Dans un contexte de crises environnementale, climatique et sanitaire, le projet présentera une exemplarité en tous points en matière d'aménagement durable des lieux - notamment en matière de gestion des eaux, d'énergie, de choix des matériaux et de circularité. L'objectif est d'en faire un éco-quartier modèle du XXIe siècle, ont assuré mercredi le ministre-président bruxellois Rudi Vervoort (PS), la secrétaire d'État au Logement, Nawal Ben, Hamou (PS) et le bourgmestre de Woluwe-Saint-Pierre, Benoît Cerexhe (cdH).

Une version revisitée de la cité-jardin

La densité de ce nouveau quartier correspondra à celle des quartiers voisins (Joli Bois et Sainte-Alix). On est à présent loin de projets précédents annonciateurs de 600, voire 1 000 logements du début des années 2000, et qui avaient donné lieu à de vifs échanges entre les autorités locales et régionales.

La zone dédiée au logement occupera 5 hectares.

Trois zones totalisant 4,31 hectares seront affectées par ailleurs aux espaces verts et aux équipements collectifs.

Une de celles-ci prévoit le développement d'un secteur dédié à la vie collective où seront déployés des projets à vocation culturelle ou de cohésion sociale, d'agriculture urbaine à vocation pédagogique et/ou de transformation et de distribution alimentaire (marché solidaire, épicerie sociale, restaurant social, etc.), ainsi que des filières d'insertion socio-professionnelle.
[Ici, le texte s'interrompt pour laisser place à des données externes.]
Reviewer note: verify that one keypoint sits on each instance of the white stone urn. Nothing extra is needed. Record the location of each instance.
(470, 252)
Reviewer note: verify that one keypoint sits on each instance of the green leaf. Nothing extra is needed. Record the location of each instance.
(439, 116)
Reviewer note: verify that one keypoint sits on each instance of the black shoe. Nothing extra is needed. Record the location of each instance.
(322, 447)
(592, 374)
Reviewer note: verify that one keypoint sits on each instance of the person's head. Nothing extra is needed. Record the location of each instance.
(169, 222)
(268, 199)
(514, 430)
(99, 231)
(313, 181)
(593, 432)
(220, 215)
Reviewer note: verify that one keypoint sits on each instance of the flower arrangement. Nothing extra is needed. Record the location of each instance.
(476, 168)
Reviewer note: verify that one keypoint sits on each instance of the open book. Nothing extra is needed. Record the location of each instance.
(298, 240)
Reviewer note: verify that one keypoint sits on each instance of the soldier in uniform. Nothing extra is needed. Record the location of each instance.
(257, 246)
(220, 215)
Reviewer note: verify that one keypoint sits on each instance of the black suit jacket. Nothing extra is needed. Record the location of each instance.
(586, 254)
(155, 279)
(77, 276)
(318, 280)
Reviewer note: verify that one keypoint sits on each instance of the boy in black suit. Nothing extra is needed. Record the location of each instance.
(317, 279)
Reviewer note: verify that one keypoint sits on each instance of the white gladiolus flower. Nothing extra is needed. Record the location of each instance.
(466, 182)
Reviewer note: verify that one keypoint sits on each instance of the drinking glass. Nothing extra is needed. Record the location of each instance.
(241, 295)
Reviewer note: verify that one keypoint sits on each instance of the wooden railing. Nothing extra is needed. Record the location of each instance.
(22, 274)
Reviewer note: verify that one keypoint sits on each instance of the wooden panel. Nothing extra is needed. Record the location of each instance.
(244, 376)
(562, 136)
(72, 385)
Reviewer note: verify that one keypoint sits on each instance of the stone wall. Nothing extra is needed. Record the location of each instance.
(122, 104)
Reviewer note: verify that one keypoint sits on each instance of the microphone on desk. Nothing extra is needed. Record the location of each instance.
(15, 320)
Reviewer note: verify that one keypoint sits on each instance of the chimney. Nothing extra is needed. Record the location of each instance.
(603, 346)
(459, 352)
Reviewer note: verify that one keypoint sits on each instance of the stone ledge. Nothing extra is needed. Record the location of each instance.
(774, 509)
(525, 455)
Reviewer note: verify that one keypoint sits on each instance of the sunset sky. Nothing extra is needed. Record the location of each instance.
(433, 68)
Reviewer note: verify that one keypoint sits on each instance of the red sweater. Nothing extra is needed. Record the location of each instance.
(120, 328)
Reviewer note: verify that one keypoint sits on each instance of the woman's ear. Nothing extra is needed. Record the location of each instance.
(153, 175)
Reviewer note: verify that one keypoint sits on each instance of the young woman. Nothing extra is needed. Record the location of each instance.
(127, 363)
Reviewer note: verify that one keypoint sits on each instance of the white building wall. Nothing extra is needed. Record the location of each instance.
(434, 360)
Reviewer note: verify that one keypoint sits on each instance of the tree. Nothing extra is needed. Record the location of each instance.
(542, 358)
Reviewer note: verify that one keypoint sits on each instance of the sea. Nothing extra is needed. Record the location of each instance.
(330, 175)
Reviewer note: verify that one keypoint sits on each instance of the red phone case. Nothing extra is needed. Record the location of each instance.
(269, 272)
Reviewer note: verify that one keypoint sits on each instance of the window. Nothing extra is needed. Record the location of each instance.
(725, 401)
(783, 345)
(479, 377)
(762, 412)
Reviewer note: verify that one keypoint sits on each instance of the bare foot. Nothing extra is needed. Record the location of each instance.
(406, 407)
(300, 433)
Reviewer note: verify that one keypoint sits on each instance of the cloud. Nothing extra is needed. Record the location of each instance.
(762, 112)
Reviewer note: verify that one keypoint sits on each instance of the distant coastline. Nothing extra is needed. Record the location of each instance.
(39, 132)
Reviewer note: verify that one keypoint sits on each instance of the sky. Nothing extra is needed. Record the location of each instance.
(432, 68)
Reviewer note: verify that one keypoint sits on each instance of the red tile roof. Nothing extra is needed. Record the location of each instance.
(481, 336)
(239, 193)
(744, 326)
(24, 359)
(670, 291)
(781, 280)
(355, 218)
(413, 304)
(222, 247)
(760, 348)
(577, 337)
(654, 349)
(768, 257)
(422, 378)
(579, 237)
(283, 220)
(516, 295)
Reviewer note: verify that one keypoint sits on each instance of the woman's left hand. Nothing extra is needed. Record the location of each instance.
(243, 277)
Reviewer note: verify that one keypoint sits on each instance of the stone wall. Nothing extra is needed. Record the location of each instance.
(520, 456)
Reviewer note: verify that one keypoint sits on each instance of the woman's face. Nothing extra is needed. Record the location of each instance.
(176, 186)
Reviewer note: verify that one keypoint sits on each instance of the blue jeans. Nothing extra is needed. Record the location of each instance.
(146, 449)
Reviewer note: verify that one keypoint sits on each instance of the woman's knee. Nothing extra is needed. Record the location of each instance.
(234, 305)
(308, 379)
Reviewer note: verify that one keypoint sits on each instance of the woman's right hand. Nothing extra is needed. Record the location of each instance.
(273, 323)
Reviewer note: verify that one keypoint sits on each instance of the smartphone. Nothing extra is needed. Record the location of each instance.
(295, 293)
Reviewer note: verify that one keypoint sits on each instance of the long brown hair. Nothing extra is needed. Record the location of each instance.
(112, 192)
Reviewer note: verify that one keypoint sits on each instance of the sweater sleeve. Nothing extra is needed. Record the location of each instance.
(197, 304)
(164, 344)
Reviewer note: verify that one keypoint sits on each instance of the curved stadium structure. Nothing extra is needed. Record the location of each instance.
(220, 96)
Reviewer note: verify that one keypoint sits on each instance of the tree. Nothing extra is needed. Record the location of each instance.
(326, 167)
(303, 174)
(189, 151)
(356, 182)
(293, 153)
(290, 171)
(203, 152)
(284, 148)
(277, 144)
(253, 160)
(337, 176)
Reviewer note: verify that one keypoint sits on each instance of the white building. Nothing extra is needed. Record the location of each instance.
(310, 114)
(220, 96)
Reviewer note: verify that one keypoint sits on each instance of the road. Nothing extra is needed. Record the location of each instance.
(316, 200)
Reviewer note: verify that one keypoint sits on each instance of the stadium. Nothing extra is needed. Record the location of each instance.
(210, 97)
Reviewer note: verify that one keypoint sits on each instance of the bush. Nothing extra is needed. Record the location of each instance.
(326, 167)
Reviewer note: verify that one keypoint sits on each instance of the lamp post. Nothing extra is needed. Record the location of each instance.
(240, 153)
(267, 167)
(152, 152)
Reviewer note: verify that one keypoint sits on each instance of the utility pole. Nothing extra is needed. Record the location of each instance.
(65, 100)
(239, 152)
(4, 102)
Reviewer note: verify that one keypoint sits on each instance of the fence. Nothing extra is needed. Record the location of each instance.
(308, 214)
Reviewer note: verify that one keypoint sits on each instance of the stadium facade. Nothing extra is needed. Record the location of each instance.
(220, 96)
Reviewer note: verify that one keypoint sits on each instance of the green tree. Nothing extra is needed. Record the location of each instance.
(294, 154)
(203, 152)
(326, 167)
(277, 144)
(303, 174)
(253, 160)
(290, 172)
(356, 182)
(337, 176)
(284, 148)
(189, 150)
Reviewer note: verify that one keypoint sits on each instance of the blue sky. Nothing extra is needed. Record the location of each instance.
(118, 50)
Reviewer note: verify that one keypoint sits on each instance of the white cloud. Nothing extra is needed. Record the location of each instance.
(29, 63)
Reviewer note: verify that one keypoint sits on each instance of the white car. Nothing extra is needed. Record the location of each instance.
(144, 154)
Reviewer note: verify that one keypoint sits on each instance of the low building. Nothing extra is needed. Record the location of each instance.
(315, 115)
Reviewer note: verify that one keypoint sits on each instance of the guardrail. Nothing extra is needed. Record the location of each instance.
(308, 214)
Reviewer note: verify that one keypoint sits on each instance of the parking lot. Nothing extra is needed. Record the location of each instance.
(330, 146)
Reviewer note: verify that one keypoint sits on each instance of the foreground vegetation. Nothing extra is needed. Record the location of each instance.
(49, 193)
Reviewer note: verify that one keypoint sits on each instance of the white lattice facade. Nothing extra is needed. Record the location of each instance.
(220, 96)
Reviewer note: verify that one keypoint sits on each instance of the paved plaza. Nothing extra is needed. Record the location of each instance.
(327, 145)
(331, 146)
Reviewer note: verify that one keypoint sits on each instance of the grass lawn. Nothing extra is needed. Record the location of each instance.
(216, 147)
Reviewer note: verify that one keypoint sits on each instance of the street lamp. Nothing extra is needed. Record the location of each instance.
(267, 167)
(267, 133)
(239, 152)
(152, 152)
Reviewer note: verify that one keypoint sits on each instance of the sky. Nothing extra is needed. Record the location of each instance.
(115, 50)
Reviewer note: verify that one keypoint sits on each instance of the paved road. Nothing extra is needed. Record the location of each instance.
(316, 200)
Une zone restera non bâtissable et la troisième préservera les jardins familiaux et les potagers implantés sur le talus bordant le site.

Selon la secrétaire d'État régionale chargée du Logement, Nawal Ben Hamou (PS), il est prévu que l'équipe d'auteurs de projet et d'évaluation des impacts soit désignée pour mars 2022 et que les permis soient délivrés en décembre 2023.

Selon Benoît Cerexhe, la concertation citoyenne avec les riverains continuera à être garantie tout le long du processus. Une consultation populaire sera organisée.